Very well presented with a pletora of essential details. Thanks!

When it comes to any battery based on crystalline structures it's always a question of doping. The Na-ion battery hasn't yet received the attention needed to test the wide range of doping capabilities possible. We know that some of the most efficient biological systems out there use sodium but the question is can we dope the salt crystal while still keeping it stable / and redesign the structure to accommodate the anode and cathode based on the direction of the lattice structure. I'm just a noob but if we can more easily control the structure of the lattice of the material in question then that would result in cheaper manufacturing I'd think. I hold to hope for this technology.

great presentation. its obvious you are very widely knowledgable with the state of battery evolution. yet you throw in light comments that make it easy to pay further attention . your style plus the material will have me coming back for more . and seeing what's already been released.

Another great video. I can see a rise in subscribers. You sure deserve good compensation for all the great research effort.

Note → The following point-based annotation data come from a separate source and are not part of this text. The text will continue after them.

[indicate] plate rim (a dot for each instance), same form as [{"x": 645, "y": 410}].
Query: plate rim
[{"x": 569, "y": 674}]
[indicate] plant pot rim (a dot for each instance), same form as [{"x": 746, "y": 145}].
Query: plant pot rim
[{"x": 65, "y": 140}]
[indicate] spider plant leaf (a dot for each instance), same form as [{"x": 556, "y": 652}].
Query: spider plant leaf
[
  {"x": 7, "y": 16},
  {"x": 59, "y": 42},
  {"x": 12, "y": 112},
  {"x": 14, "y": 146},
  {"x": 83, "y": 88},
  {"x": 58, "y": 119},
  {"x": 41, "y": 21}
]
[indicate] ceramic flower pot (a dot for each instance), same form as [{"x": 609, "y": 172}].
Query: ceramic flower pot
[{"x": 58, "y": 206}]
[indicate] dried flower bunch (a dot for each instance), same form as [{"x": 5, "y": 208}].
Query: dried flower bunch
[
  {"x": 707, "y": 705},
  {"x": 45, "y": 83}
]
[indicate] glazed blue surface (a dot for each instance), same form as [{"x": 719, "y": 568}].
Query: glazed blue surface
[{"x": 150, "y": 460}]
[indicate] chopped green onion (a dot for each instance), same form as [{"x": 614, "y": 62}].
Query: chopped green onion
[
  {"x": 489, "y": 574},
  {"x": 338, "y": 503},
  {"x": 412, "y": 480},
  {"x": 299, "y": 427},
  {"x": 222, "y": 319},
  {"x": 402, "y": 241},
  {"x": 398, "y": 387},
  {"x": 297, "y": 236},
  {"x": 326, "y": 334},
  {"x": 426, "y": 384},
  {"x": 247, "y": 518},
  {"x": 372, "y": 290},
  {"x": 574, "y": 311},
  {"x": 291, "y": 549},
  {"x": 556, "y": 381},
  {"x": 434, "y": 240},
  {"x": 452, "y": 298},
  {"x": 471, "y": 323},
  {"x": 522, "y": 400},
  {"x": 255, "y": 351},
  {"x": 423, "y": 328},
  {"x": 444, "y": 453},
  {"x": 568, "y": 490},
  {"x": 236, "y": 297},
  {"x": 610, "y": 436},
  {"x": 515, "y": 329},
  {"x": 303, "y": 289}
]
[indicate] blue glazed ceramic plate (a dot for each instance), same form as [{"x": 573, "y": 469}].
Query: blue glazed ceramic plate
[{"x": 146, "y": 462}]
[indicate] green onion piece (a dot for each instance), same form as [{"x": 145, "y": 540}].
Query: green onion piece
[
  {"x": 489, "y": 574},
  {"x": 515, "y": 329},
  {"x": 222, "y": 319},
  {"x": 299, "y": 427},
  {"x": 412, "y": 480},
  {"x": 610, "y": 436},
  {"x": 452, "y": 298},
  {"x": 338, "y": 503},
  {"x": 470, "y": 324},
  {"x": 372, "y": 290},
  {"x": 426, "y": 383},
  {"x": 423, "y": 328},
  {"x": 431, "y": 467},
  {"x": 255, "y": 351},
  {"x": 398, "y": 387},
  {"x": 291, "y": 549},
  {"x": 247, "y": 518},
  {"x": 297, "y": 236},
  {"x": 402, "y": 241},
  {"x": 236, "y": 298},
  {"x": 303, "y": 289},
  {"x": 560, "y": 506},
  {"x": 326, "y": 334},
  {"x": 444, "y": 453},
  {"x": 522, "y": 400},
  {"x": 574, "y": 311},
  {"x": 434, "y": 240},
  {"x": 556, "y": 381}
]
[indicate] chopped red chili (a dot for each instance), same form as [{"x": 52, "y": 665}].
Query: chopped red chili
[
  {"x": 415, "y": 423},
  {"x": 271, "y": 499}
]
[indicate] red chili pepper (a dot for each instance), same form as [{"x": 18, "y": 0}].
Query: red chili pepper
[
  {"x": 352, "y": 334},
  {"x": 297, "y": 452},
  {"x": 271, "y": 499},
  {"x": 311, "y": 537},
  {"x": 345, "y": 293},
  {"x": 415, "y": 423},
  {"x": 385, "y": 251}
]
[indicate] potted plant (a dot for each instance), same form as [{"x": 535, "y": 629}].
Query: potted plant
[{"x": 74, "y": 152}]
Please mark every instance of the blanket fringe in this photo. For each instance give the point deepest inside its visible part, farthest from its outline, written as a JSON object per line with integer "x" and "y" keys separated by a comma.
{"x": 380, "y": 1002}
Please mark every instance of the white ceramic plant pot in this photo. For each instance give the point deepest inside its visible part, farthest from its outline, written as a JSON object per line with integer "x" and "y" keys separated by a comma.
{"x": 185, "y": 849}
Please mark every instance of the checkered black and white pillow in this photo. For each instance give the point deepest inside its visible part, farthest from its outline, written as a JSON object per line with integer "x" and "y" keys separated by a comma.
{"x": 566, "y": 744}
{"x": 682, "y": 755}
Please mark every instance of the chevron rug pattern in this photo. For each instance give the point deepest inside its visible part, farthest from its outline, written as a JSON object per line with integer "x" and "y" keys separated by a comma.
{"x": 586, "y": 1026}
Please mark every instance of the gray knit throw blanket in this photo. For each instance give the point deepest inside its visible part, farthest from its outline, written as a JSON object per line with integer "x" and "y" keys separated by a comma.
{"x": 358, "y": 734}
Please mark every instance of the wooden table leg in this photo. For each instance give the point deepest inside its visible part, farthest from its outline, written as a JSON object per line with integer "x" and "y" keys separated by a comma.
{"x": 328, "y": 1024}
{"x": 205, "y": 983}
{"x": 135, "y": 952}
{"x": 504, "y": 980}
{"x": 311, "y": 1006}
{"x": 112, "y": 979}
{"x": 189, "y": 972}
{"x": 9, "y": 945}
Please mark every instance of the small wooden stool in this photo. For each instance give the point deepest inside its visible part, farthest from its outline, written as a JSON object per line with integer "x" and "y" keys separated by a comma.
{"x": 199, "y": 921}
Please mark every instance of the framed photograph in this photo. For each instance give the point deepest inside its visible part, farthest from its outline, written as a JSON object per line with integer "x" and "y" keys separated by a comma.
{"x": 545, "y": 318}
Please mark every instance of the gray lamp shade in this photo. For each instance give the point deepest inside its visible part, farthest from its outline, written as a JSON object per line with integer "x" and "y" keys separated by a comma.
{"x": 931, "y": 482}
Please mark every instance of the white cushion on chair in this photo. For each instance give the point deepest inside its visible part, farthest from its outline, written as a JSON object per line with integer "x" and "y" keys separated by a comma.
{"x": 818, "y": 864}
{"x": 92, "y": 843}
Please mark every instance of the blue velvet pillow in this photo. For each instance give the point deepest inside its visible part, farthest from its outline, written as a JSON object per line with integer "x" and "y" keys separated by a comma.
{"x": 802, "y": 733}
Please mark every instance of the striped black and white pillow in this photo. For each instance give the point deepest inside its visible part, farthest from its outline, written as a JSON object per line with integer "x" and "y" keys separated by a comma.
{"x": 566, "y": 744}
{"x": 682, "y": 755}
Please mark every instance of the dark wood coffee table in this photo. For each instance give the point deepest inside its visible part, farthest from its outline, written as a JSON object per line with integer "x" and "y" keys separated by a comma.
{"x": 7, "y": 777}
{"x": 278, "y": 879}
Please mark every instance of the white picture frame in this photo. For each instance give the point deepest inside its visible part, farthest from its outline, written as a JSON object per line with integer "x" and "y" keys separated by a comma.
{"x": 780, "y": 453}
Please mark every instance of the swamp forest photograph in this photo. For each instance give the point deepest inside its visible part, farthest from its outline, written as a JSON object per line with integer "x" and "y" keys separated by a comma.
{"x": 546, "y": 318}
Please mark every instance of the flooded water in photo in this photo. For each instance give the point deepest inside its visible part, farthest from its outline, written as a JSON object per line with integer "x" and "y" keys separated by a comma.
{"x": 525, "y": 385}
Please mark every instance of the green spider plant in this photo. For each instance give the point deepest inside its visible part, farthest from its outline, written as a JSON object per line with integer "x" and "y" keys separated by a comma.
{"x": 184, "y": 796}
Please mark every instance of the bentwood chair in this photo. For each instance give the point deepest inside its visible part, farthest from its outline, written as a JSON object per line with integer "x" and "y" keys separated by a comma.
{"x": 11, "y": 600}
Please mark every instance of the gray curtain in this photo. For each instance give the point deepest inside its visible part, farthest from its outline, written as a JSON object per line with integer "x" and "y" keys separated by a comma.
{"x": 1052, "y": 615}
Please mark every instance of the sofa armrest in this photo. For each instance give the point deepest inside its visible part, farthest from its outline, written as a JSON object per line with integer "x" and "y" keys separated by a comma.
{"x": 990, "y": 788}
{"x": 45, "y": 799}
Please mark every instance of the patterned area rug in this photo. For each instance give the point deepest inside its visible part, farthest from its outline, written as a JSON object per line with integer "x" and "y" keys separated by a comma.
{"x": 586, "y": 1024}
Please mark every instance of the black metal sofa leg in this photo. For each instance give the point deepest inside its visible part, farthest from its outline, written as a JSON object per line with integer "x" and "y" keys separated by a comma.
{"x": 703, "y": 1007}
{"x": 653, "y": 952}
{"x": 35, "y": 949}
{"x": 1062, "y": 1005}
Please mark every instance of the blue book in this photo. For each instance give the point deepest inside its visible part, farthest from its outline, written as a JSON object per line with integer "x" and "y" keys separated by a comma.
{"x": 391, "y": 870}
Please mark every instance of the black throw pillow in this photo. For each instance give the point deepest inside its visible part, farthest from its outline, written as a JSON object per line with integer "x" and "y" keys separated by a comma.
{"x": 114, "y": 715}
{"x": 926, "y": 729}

I like your content quite informative and educational in most cases, especially the insights into many industries and companies in the broader East Asia region...a suggestion I felt after watching this one is that maybe if you have the time, is for a video comparing new and upcoming battery technologies to Li-ion like the Solid states, the metal-air and other chemistries like Sodium-Ion....

after that Tesla grid storage Lithium battery just caught on fire in Australia, am not very inclined to have a Tesla Powerwall battery in the home. A less efficient, bulkier battery tech would be perfectly fine in that scenario if it offered much greater peace of mind so far as safety goes.

Very well explained. It’s a highly interesting technology for stationary purposes.